The topic of “Common Stage 2012” was “Chinese Ghost Stories”, our teachers picked out 5 stories from „Strange Tales from a Chinese Studio“ by Pu Songling: Huan Niang, Huang Ying, The Painted Skin, A Bao and Lian Xiang. And in advance, according to the 16 Swiss students’ tastes being divided into 5 groups. After their group introductions, we expressed our aspiration. Eventually, we finished dividing groups with teachers’ help. For the love of drama, I wanted to be in the group of “The Painted Skin” which was played by drama. Finally, my dream came true; I worked with 1 German, 1 Israelite who studies in Zurich University of Arts and 3 Chinese students.

During the 4 weeks of rehearsal, at the start with full energy and confidence, in the process with weariness and disappointed by difficulties, then to hardball at the end. We experienced the gap between Chinese and Western culture, new forms of performance, got over all sorts of obstacles by the objective conditions, learned how to survive in cracks, how to listen, accept partners’ thoughts…

As our teacher Zhang said, the group of “The Painted Skin” was the most difficult group in this program. That’s true, in the beginning, we got completely stuck in the different working and logical ways between us and repeated the same things over and over again. An old Chinese saying goes: „All beginnings are hard“. When we meditated the story, a basic problem appeared. Lena was a German student, who was educated by Western theatre system, she was used to think from details, then building the whole story. However, as Chinese students, we were used to build the frame of the whole story, then filling details inside. It was somehow strange between us, the only thing we did in the first week was canceling idea, repeating, canceling and repeating… there was no common sense. In the second week, we finished the script’s outline and started to rehearse. But to everyone’s surprise, the rehearsal was still as difficult as before. Lena liked “just to do it” which means taking actions whatever ideas you had. In the other hand, Chinese students preferred thinking in their minds. Because of the effect from different education systems, for both of us it was hard to accept the working way of the other. From the second week to the day before the performance, we were constantly running, persuading each other by words and body language, even quarreling, cold war and tears. But eventually, we were successful! It was perfect, no matter the acting, stage design and coordination. At the moment of the curtain call, we were smiling; all of exhaustion, pressure, tears and contradiction disappeared!

I had two roles in “The Painted Skin”: Translator and actress.
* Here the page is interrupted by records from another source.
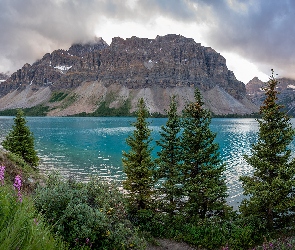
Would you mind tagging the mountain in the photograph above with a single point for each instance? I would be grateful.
(3, 77)
(286, 96)
(95, 76)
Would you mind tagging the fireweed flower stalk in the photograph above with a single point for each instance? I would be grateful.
(2, 170)
(17, 185)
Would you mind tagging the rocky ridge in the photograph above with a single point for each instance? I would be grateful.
(93, 73)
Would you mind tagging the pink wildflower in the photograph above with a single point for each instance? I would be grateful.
(2, 170)
(17, 184)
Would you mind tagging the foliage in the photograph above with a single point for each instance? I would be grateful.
(87, 214)
(38, 110)
(169, 162)
(20, 140)
(203, 170)
(21, 227)
(209, 233)
(271, 188)
(138, 164)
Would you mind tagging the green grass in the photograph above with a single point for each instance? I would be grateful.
(21, 227)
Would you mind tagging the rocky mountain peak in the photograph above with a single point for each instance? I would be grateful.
(81, 49)
(138, 66)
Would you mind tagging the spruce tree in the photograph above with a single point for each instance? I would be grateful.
(203, 169)
(271, 187)
(138, 165)
(169, 162)
(20, 140)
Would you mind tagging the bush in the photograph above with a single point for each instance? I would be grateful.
(21, 227)
(87, 214)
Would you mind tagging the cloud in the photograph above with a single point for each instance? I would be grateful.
(262, 32)
(31, 28)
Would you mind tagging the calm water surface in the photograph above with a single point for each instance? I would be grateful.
(86, 146)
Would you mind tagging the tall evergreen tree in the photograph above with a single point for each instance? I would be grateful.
(203, 169)
(20, 140)
(138, 164)
(271, 188)
(169, 161)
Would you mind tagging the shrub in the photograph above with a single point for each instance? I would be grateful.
(87, 214)
(21, 227)
(20, 140)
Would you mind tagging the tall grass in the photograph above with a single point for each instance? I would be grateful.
(21, 227)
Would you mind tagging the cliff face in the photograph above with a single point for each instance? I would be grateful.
(136, 67)
(167, 61)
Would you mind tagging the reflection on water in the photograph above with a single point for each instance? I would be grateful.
(86, 146)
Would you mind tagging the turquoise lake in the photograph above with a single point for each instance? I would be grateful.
(82, 147)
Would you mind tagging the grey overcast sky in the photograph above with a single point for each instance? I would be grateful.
(253, 35)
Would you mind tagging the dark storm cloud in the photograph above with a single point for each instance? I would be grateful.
(262, 31)
(30, 28)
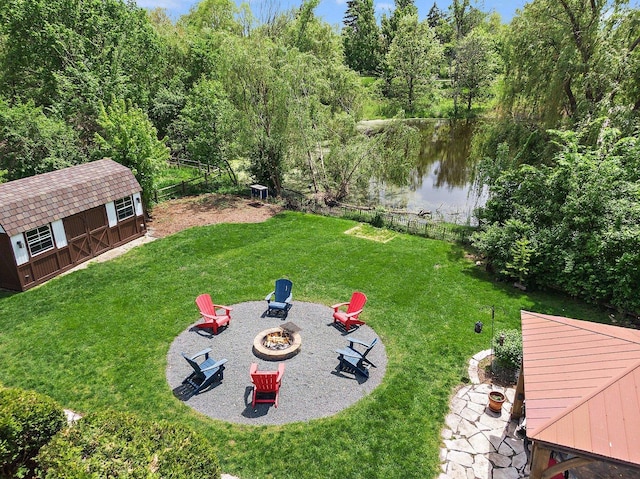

As a student in the major of International Cultural Communication, translation is my line. Before this program, I had never been an interpreter in a theatre, especially translating for stage technique. At that moment, I didn’t realize that this would be a difficulty, the only request was to speak English all in all. However, during the 30 days, I recognized how difficult it is to be a great interpreter. One day, when Eva came to our workshop, she asked me: “Are you sure you can be a translator and actress at the same time? Because for me, it’s a little bit difficult to switch between the two roles.” I told her definitely:” Of course no problem.” Until the final rehearsal. When our group was discussing about make-up, Lena asked one of our actors to dress with Chinese traditional make-up (he would show Chinese opera in the performance) and I also thought that this was necessary in a Western country. However the Chinese actor resolutely answered “No”. When I translated his words to the Swiss students in my way: “ Let’s take a vote”, he understood my translation and told me angrily: “Can you translate ‘my’ meaning!” At that moment, I suddenly realized what Eva meant.

As an interpreter, you must be objective in the process of translating, like a translation machine that should not mix with your own emotion or the meaning will be distorted. Yet as an actor who must take part in the play production, you should express your feeling. So you must need particular capacity and technique to switch between these two roles.